Никто даже в мыслях не имел подобных настроений по отношению к французскому языку, который не только романтичен и spirituel, но также, конечно, образец логики и ясности. Мы это знаем благодаря не кому иному, как самим французам. В 1894 году знаменитый критик Фердинан Брюнетьер сообщил членам Французской академии по случаю своего избрания в это прославленное учреждение, что французский язык – «самый логичный, самый понятный и ясный язык, на котором когда-либо говорил человек»[11]. Брюнетьер в свою очередь обосновал это авторитетом длинного ряда знатоков, включая Вольтера, который в XVIII веке утверждал, что уникальность гения французского языка состоит в его ясности и упорядоченности[12]. А сам Вольтер обязан этим прозрением потрясающему открытию, сделанному на целое столетие раньше, точнее в 1669 году. Французские грамматисты XVII века[13] десятилетиями пытались понять, почему французский язык обладает ясностью превыше всех прочих языков в мире и почему, как заявил один из членов академии, французский одарен такой ясностью и точностью, что простой перевод на него имеет эффект настоящего пояснения. Наконец после многолетних трудов в 1669 году Луи ле Лабурер обнаружил, что ответ – сама простота языка. Его мучительные грамматические изыскания показали, что, в отличие от носителей других языков, французы «во всех высказываниях точно следуют ходу мысли, и это есть порядок Природы»[14]. Ну и нечего удивляться, что французский не может быть непонятным. Как позднее сказал мыслитель Антуан де Ривароль: «То, что непонятно, может быть английским, итальянским, греческим или латынью»[15], но ce qui n’est pas clair n’est pas français («что непонятно – то не французское»).

Не все интеллектуалы мира, однако, согласны с этим анализом.
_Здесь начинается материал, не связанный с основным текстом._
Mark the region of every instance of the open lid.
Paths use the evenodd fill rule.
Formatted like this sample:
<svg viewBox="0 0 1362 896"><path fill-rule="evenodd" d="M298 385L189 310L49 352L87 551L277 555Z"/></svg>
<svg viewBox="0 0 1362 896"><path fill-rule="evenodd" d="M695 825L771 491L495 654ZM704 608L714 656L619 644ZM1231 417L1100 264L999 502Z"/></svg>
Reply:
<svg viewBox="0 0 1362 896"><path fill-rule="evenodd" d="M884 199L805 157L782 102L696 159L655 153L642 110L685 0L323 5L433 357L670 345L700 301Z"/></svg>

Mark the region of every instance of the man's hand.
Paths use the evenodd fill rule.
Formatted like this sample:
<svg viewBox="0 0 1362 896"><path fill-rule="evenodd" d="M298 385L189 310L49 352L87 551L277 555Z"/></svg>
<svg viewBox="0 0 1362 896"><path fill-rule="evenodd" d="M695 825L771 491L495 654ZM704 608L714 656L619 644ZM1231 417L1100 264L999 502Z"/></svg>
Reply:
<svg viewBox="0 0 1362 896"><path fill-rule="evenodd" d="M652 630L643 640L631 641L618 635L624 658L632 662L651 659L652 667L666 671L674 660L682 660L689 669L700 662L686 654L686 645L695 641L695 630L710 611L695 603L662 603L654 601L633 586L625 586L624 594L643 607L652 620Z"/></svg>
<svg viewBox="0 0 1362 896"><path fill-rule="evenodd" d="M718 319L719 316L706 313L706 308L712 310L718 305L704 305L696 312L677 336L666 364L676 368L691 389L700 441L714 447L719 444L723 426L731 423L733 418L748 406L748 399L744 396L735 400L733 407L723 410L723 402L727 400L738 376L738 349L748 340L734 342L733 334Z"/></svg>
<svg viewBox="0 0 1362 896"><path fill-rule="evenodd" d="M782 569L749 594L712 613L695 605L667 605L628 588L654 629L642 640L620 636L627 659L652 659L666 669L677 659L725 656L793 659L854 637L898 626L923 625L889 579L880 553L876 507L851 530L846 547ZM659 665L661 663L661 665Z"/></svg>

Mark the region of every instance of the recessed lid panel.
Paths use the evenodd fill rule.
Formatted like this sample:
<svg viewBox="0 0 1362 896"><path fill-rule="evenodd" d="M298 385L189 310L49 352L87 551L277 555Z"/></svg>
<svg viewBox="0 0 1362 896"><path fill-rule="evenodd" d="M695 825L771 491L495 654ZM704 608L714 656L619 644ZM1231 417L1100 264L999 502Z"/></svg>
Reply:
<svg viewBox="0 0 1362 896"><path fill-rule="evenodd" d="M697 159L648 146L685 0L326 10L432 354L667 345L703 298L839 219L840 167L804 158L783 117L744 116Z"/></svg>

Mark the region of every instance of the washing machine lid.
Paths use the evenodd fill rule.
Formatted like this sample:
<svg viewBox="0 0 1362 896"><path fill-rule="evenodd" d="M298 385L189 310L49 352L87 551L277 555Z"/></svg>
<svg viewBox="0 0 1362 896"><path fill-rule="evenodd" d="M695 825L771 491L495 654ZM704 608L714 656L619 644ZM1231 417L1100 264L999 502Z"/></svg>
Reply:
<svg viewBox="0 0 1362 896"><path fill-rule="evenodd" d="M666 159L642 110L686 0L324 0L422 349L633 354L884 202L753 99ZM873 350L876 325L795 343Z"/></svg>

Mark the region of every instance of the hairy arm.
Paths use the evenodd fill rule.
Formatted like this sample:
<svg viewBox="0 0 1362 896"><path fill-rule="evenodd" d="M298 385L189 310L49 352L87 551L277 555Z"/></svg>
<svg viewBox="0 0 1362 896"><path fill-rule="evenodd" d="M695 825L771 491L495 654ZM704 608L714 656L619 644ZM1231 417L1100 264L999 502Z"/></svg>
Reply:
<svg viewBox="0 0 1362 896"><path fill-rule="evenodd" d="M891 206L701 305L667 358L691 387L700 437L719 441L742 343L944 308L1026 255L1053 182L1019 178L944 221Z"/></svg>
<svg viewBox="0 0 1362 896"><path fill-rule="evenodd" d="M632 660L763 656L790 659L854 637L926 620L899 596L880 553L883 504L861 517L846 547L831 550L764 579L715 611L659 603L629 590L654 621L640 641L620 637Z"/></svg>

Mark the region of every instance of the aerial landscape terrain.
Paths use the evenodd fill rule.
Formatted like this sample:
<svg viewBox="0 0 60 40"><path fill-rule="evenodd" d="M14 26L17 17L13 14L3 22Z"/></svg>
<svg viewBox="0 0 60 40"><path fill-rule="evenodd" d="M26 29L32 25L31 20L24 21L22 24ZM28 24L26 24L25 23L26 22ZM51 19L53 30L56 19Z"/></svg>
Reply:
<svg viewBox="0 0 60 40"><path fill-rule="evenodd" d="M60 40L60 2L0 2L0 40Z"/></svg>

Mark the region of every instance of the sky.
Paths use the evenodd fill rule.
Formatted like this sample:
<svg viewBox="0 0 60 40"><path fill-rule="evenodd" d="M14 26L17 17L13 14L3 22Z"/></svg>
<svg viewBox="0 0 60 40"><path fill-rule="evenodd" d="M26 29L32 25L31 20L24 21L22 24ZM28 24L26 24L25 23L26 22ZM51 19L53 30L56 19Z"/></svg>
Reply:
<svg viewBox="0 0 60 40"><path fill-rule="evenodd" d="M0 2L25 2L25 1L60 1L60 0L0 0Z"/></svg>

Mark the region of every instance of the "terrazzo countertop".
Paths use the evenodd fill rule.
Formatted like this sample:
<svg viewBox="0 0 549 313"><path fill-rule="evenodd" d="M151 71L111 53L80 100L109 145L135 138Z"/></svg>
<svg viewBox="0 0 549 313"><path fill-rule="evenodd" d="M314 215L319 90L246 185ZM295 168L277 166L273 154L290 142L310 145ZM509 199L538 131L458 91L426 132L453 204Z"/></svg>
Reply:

Столь же искушенные мыслители – довольно странно, что в большинстве своем не из Франции, – придерживались иного мнения. Известный датский лингвист Отто Есперсен, например, был уверен, что английский язык превосходит французский по целому ряду признаков, включая логику, так как, в отличие от французского, английский – это «методичный, энергичный, деловитый и серьезный язык, который не слишком заботится о пышности и элегантности, зато придает значение логичности»[16]. «Каков язык, таков и народ», – заключает Есперсен.

Великие умы оказались еще более плодовиты, когда перешли от вопроса, как язык отражает характер его носителей, к более важному вопросу о том, как язык влияет на мыслительные процессы его носителей. Бенджамин Ли Уорф, к которому мы вернемся в одной из следующих глав, околдовал целое поколение, утверждая, что наша привычка расчленять мир на объекты (например, «камень») и действия (например, «падать») не есть правдивое отображение реальности, но лишь искусственное разделение, навязанное нам грамматикой европейских языков. Согласно Уорфу, языки американских индейцев, в которых существительное и глагол сочетаются в одном слове, диктуют «монистический взгляд»[17] на вселенную, поэтому их носители просто не поймут нашего различения между объектами и действиями.
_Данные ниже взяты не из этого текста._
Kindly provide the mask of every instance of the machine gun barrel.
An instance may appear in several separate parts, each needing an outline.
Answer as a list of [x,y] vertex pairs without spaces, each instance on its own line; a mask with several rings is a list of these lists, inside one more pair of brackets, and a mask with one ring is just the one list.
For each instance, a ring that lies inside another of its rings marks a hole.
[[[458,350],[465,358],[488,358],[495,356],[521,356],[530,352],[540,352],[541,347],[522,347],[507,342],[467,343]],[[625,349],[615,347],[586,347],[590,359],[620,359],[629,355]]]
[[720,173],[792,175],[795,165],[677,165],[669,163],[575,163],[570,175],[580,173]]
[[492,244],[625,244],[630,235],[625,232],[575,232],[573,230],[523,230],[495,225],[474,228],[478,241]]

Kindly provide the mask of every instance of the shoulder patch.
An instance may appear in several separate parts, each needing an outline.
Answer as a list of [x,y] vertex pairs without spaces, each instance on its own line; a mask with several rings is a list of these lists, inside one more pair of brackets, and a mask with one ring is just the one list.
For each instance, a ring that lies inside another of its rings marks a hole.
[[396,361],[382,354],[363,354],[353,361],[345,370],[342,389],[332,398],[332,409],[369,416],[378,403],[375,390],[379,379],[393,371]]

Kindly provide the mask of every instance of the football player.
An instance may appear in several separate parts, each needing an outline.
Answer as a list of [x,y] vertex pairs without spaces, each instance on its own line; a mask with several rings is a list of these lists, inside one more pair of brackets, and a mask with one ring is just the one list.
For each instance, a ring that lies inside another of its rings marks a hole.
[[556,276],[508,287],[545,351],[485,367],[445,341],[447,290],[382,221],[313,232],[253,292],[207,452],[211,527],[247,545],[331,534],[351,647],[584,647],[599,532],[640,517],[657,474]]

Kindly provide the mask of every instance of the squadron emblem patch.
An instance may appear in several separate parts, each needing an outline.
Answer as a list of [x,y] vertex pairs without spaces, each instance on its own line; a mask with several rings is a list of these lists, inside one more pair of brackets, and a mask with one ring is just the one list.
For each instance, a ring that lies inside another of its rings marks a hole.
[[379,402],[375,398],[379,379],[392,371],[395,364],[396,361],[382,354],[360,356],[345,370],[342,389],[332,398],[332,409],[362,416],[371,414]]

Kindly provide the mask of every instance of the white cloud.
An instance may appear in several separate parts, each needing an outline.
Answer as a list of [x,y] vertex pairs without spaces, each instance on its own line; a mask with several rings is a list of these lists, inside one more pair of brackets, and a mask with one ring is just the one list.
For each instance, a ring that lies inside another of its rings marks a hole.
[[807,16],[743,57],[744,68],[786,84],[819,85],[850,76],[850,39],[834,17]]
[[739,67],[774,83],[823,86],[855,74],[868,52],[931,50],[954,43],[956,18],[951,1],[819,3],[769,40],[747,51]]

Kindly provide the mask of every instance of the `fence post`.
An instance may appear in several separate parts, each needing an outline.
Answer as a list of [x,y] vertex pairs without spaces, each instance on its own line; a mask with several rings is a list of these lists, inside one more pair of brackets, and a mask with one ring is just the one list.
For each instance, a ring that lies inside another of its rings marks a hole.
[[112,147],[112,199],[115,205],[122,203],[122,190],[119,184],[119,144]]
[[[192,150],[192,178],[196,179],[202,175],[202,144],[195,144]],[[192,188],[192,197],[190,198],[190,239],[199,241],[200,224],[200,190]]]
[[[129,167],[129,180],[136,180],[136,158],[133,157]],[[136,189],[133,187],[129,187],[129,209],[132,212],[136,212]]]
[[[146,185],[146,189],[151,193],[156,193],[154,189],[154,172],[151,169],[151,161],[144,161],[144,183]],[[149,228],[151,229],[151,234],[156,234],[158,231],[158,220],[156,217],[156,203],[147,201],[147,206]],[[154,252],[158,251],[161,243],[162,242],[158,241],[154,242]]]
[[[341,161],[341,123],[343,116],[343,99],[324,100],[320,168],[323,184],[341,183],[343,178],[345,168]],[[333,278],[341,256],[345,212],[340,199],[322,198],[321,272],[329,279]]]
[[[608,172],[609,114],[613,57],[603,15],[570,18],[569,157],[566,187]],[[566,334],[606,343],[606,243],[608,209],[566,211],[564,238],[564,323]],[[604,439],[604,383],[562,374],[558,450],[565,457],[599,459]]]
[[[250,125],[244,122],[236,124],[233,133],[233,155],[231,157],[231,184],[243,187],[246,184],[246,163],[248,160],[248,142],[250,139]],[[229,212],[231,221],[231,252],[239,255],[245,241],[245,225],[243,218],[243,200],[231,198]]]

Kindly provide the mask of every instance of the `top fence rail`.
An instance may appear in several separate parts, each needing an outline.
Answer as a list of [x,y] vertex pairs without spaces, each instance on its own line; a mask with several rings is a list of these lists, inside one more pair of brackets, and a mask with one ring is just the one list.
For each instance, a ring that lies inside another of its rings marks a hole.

Спустя поколение Джордж Стайнер в своей книге 1975 го да «После Вавилона» пришел к выводу, что «традиции предварения в нашем синтаксисе», наше «проговариваемое будущее», или, другими словами, существование будущего времени глагола, – то, что дает нам надежду на будущее, спасает от нигилизма, даже от массового самоубийства. «Если бы наша система времен была менее прочной, – сказал Стайнер, – мы бы могли не выдержать»[18]. (На него не иначе как снизошло пророческое вдохновение, поскольку ежегодно вымирают десятки языков, в которых нет будущего времени.)

Совсем недавно один философ произвел революцию в нашем понимании истории Тюдоров, выявив настоящую причину разрыва Генриха с папой. Он установил, что англиканская революция была не результатом отчаянного желания завести наследника, как это обычно преподносится, и не циничной уловкой, направленной на присвоение церковных богатств и владений.[19] Рождение англиканской теологии было неизбежно из-за свойства английского языка: поскольку английская грамматика занимала промежуточное положение между французской и немецкой, то и английская религиозная мысль оказалась на полпути между (французским) католицизмом и (немецким) протестантизмом.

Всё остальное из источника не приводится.